In February 2008, Burns wrote: “Experts tell us that Russia is particularly worried that the strong divisions in Ukraine over NATO membership, with much of the ethnic-Russian community against membership, could lead to a major split, involving violence or at worst, civil war. Russia would then have to decide whether to intervene; a decision Russia does not want to have to face.”
Another cable dated March 2008 stated that “opposing NATO’s enlargement to Ukraine and Georgia, was one of the few security areas where there is almost complete consensus among Russian policymakers, experts and the informed population.” One defense expert stated that “Ukraine was the line of last resort that would complete Russia’s encirclement” and that “its entry into NATO was universally viewed by the Russian political elite as an unfriendly act.” Dozens of other cables make nearly identical assessments of radical changes in Russia’s foreign policy if NATO encroachment were to continue.
However, the vast majority of US officials, regardless of the administration, simply dismissed all warnings, repeatedly describing them as “oft-heard, old, nothing new, largely predictable, familiar litany and rehashing that provided little new substance.” Astonishingly, even the aforementioned Norway’s understanding of Moscow’s objections was labeled as “parroting Russia’s line”. While many German officials warned that the east-west split within Ukraine made the idea of NATO membership “risky” and that it could “break up the country”, US officials insisted this was only temporary and that it would change over time.

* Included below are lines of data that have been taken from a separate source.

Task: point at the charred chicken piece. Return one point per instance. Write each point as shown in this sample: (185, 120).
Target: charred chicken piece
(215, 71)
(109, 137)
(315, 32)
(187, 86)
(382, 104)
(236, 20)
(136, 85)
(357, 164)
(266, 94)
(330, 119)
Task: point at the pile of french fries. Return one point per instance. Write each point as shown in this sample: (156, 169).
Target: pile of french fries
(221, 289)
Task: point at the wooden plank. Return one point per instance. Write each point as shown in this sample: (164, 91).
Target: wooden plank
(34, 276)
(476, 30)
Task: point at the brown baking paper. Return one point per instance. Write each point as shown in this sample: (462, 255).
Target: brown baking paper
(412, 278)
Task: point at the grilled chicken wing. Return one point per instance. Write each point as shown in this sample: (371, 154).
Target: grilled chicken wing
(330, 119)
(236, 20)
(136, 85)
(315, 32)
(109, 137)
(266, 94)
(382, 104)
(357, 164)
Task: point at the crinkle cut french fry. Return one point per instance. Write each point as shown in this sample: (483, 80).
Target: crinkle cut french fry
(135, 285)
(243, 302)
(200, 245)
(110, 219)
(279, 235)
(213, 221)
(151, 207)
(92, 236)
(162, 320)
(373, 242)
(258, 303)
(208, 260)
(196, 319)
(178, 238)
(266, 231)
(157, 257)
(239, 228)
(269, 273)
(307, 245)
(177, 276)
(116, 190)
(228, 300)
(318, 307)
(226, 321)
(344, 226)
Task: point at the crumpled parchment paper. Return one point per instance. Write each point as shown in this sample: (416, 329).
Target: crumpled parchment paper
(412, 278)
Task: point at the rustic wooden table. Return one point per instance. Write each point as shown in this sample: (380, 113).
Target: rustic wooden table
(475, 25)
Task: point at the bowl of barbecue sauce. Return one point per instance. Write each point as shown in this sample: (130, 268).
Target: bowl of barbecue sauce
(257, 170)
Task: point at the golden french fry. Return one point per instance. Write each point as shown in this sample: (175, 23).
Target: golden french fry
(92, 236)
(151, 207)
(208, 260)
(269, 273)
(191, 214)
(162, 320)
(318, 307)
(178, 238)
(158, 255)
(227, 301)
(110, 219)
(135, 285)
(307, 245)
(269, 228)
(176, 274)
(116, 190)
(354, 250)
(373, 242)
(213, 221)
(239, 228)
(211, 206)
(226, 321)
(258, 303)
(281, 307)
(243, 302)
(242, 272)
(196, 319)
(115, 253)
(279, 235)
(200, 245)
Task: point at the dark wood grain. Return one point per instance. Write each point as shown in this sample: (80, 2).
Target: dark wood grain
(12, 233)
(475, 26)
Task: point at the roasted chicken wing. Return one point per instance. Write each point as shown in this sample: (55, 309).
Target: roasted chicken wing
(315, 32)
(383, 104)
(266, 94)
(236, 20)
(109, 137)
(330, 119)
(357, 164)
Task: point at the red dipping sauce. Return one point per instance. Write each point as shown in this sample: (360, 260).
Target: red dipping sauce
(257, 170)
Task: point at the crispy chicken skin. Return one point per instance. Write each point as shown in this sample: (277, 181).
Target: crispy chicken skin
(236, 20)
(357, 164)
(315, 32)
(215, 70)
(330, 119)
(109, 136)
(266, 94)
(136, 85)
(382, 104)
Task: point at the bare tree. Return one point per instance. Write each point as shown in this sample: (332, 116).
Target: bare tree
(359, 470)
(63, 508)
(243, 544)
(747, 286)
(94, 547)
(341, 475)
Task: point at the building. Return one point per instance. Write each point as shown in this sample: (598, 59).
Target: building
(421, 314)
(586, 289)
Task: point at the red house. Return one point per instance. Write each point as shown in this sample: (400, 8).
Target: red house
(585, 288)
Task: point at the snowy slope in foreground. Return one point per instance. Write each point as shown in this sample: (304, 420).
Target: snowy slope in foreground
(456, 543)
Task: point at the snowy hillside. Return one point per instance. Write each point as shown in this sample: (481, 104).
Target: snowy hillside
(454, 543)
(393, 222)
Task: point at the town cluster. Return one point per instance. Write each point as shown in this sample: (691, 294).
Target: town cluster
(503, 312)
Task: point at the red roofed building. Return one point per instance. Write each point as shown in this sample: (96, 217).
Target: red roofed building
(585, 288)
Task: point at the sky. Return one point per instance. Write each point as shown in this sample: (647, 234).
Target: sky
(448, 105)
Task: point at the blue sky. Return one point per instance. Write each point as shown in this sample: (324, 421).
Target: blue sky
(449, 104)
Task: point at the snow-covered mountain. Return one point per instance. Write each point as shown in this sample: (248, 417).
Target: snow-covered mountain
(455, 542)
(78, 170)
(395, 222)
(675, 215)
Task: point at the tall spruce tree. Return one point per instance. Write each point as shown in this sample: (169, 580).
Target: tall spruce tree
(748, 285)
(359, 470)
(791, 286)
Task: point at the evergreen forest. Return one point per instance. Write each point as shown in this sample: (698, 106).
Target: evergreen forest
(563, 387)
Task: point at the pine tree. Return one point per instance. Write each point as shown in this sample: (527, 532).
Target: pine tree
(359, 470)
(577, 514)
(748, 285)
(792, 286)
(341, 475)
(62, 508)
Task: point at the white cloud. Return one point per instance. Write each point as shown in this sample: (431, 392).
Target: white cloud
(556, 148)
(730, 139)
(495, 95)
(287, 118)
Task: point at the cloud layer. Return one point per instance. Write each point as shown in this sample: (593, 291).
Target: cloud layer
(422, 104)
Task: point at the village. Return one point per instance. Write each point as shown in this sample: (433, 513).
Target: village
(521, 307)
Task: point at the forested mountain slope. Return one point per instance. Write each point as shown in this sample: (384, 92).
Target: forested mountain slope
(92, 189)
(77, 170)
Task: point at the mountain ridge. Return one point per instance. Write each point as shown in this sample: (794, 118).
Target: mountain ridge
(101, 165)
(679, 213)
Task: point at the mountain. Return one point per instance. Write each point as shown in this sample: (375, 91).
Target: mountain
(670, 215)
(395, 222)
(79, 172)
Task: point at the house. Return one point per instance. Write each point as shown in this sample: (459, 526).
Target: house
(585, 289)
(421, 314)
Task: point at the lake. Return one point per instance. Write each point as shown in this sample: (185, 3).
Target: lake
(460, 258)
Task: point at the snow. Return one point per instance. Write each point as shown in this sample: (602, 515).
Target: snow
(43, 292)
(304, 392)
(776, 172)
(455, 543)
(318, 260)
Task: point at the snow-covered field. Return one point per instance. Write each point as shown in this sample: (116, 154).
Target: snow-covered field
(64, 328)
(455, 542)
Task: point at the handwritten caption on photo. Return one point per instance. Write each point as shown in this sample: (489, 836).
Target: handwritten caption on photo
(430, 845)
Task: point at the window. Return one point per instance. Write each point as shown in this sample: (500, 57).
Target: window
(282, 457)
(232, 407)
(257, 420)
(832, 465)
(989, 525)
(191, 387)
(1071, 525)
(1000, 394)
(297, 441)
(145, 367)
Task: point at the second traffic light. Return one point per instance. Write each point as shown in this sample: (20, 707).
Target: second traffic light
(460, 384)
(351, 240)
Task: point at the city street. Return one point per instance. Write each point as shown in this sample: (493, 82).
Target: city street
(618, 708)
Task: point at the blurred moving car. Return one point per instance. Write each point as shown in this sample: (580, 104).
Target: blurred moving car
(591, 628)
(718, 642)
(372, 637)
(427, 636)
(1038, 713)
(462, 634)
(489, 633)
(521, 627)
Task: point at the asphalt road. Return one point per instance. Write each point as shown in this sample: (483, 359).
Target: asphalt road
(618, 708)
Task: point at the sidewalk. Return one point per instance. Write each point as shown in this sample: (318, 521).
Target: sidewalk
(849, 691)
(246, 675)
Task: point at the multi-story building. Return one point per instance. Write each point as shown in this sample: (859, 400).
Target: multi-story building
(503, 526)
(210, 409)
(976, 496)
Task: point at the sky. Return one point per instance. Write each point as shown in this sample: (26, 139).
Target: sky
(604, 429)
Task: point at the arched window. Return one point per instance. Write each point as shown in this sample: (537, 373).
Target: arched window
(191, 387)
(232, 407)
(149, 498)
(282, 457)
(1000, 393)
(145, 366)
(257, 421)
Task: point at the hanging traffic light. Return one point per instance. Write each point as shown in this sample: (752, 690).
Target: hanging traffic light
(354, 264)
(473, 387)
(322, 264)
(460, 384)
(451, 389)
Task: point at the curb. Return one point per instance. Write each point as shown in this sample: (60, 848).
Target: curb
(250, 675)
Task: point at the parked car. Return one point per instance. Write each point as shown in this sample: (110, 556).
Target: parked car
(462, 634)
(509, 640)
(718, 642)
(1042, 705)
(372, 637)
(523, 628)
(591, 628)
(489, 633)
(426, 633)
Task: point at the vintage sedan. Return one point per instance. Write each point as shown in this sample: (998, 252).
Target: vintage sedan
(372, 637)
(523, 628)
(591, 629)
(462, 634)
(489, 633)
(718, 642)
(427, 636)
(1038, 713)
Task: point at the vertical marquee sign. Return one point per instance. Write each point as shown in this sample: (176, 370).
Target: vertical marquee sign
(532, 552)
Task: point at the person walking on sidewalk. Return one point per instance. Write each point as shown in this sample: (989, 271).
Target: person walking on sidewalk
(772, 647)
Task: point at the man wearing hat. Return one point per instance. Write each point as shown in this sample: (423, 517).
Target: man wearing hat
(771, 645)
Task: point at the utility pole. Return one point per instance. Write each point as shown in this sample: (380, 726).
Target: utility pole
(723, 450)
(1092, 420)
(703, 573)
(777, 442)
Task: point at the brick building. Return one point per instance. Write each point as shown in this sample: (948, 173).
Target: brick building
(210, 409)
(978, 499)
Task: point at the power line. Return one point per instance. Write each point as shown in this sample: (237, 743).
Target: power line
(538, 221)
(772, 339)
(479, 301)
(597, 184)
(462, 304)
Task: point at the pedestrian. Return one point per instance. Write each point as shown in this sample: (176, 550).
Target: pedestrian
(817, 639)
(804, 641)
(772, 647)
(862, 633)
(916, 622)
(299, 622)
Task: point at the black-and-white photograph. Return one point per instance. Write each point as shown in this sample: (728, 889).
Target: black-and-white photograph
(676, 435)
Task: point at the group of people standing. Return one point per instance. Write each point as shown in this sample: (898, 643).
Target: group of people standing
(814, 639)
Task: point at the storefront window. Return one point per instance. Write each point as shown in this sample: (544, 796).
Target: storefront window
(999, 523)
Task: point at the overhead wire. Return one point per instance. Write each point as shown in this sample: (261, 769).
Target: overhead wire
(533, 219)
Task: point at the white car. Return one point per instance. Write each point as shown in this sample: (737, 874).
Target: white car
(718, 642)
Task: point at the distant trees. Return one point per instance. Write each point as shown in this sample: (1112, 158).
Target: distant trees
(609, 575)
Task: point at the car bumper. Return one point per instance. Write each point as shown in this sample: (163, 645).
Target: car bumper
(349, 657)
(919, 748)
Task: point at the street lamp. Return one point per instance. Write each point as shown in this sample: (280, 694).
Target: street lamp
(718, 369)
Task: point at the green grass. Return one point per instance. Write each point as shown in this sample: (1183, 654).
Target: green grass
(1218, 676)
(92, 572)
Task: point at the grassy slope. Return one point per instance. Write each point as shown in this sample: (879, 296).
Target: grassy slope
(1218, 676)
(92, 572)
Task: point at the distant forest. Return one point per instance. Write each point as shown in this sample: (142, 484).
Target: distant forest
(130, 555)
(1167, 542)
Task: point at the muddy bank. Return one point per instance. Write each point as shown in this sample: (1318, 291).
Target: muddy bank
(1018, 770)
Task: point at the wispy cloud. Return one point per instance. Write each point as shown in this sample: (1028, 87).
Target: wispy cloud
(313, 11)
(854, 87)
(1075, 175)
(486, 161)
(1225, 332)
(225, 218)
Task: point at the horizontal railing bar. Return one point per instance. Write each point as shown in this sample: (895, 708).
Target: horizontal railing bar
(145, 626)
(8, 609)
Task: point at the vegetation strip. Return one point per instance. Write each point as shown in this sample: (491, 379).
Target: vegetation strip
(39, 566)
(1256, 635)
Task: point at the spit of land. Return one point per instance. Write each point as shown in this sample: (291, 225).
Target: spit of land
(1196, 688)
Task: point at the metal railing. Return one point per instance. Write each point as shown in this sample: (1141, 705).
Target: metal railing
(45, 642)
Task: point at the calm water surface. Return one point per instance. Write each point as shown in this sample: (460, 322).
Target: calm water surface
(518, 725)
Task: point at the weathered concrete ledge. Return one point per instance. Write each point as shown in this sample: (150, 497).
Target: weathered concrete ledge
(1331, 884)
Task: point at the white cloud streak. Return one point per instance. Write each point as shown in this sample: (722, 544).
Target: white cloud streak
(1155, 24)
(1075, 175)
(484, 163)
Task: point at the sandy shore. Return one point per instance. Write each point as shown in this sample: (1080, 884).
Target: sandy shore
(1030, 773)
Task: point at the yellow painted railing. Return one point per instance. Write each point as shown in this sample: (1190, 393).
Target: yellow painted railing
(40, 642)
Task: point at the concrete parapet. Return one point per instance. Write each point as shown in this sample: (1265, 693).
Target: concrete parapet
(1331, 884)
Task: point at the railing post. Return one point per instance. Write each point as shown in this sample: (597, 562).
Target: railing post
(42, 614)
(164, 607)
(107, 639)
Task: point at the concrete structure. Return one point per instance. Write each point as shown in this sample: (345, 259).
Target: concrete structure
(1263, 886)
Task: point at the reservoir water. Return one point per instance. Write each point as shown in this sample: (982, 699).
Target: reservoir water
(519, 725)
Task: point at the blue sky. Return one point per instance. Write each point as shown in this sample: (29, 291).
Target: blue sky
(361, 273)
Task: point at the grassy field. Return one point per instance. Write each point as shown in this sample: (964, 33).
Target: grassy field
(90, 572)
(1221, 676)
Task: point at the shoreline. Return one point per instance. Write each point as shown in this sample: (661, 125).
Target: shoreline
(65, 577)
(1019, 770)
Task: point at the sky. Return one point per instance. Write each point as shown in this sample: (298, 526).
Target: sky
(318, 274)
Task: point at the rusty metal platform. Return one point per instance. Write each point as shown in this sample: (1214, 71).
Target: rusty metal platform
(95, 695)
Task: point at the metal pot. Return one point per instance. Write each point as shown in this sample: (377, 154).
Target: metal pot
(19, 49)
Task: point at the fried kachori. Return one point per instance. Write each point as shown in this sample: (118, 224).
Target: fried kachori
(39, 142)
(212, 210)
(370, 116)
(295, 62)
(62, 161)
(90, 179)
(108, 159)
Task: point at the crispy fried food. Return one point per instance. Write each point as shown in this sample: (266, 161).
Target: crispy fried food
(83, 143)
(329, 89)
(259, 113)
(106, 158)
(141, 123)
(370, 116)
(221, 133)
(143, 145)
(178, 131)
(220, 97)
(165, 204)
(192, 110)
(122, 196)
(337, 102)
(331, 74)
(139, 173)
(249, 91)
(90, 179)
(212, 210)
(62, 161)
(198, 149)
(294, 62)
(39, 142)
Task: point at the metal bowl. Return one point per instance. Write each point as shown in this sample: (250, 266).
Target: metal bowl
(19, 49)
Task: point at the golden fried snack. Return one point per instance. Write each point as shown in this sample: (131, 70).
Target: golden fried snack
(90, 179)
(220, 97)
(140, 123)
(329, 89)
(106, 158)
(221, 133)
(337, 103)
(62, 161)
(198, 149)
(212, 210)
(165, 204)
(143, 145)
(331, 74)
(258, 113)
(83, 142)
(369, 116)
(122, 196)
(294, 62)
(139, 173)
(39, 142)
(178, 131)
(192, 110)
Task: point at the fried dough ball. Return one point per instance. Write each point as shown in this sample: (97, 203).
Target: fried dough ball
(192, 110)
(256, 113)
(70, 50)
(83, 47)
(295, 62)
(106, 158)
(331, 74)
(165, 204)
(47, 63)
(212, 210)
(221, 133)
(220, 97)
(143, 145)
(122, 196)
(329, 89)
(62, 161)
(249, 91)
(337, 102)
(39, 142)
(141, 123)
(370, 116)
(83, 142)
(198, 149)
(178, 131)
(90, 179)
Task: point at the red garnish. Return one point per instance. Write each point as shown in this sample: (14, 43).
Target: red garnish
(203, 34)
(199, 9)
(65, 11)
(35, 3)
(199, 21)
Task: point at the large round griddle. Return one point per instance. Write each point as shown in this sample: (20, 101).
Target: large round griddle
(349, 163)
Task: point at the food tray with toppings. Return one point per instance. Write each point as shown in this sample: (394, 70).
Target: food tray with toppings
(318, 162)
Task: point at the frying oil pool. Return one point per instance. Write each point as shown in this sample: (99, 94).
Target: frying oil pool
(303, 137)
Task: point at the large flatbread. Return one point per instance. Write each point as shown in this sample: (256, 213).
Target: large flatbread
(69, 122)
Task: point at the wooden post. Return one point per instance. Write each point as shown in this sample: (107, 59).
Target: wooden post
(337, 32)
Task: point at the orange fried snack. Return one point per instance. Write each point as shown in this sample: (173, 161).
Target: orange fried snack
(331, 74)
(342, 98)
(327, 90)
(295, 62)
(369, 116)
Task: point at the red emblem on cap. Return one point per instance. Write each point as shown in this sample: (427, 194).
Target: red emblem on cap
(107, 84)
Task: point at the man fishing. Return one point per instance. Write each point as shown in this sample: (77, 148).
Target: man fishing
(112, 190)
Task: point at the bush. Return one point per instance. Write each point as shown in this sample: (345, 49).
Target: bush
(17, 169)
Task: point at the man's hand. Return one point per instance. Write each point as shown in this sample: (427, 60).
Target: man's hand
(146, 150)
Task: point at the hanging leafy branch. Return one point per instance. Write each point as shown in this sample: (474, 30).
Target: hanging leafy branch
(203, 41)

And indeed, the political West invested hundreds of billions of dollars in turning Ukraine into a fervently Russophobic country, effectively becoming a giant military springboard aimed against Moscow. NATO regularly conducted exercises, maintained an extensive presence, and even planned to make it permanent with at least several land and naval bases under construction in the country at the time when Russia launched its counteroffensive. In 2019, RAND Corporation, a well-known think tank funded by the Pentagon, published a report which focused on devising strategies for overextending Russia. Part of it reads:
“The Kremlin’s anxieties over a direct military attack on Russia were very real and could drive its leaders to make rash, self-defeating decisions… …Providing more US military equipment and advice to Ukraine could lead Moscow to respond by mounting a new offensive and seizing more Ukrainian territory.”
It’s quite hard to dismiss Moscow’s claims that the Ukrainian crisis is a segment of the comprehensive aggression against Russia when the very institutions funded by the political West itself openly admit that the current events were planned years or even decades ago. And even if the impossible happened and the Eurasian giant decided to surrender and succumb to Western pressure, where does the US-led aggression against the world stop? Or worse yet, how long before a disaster of cataclysmic proportions puts an end to it?